Именно поэтому такие ученые, как Бехтерев, Бехтерева, Грей Уолтер, Пенфилд и некоторые другие, получившие очень важные и интересные данные о конкретных особенностях работы мозга, не могли смириться с непонятностью его функционирования в целом.

А вдруг мы столкнулись с каким-то ограничением – «пороком» – в нашей науке, который не пускает нас дальше? Может быть, мы что-то не учитываем? Похоже на то. Мы впервые исследуем систему такой сложности. Причем исследуем ее прибором такой же сложности (мозг против мозга). Ведь даже непринципиальное изменение, просто увеличение числа частиц, описывается уже несколько другой наукой – статистической физикой. И многократное увеличение сложности системы может потребовать другого подхода.

Кстати, одно принципиальное отличие психофизиологии от других естественных наук существует.

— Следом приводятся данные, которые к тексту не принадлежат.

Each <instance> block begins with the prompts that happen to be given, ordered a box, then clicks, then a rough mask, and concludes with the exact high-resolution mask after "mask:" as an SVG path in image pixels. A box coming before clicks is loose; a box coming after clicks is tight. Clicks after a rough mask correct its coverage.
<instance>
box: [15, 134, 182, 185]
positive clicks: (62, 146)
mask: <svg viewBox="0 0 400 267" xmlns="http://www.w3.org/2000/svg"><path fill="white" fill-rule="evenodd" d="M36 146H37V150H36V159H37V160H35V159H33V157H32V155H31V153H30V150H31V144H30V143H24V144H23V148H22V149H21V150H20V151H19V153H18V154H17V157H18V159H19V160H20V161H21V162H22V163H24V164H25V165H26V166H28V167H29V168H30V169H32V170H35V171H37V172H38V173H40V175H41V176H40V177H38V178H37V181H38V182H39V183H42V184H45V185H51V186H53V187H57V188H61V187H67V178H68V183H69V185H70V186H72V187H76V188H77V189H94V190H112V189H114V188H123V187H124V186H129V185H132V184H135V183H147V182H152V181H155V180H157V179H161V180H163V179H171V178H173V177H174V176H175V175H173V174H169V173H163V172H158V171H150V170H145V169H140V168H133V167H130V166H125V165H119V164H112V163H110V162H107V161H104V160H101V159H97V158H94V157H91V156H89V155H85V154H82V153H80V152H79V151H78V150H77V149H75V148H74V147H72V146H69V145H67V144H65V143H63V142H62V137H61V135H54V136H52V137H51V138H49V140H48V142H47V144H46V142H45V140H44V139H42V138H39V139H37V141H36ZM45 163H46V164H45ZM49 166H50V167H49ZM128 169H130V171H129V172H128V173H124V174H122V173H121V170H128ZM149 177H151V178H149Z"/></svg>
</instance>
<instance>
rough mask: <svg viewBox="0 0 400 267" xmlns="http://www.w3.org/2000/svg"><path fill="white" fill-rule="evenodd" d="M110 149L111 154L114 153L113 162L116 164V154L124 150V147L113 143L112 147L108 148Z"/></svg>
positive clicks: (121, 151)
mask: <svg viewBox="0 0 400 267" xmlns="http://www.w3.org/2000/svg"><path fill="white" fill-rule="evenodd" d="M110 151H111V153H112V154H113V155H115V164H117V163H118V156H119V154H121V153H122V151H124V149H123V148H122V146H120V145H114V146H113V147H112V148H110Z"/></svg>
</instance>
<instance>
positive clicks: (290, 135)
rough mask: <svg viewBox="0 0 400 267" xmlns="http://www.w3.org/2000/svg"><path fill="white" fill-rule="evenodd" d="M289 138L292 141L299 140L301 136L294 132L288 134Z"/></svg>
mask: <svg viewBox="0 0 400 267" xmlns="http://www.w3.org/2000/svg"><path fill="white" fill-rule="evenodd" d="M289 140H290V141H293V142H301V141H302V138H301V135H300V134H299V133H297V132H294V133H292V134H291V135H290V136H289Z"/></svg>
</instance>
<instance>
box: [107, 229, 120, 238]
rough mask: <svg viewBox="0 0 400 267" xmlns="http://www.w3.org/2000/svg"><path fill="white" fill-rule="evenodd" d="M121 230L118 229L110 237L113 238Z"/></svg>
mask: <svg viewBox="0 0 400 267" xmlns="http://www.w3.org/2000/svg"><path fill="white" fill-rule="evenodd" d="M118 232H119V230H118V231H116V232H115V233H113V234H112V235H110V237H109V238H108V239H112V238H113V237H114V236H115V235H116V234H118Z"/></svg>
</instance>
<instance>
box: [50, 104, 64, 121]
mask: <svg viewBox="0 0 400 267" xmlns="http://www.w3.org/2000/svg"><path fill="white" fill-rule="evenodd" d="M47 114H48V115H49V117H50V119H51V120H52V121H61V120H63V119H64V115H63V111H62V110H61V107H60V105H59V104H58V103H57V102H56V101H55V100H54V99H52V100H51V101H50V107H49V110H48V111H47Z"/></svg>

О нем стыдливо стараются не говорить, но оно существует. Базовый принцип – воспроизводимость – не выполняется. Мы не можем войти дважды в одну реку. Почему? Да потому, что не можем подготовить два раза одинаковые начальные условия. Вы скажете: а как же статистическая физика газов. Нельзя же говорить, что молекулы всегда находятся в том же порядке. Нельзя. Но есть огромное различие – молекулы неотличимы. Нельзя «пометить» определенный атом и следить за ним. Поэтому в статистическом смысле мы приготовляем одно и то же состояние.

В отличие от молекул, нейроны имеют свое «лицо». Имеется строго индивидуальная система связей каждого нейрона с другими. Как вы понимаете, не то что проследить, но и описать количество и качество связей мы не можем. Они описываются числом с таким количеством нулей, что и подумать страшно.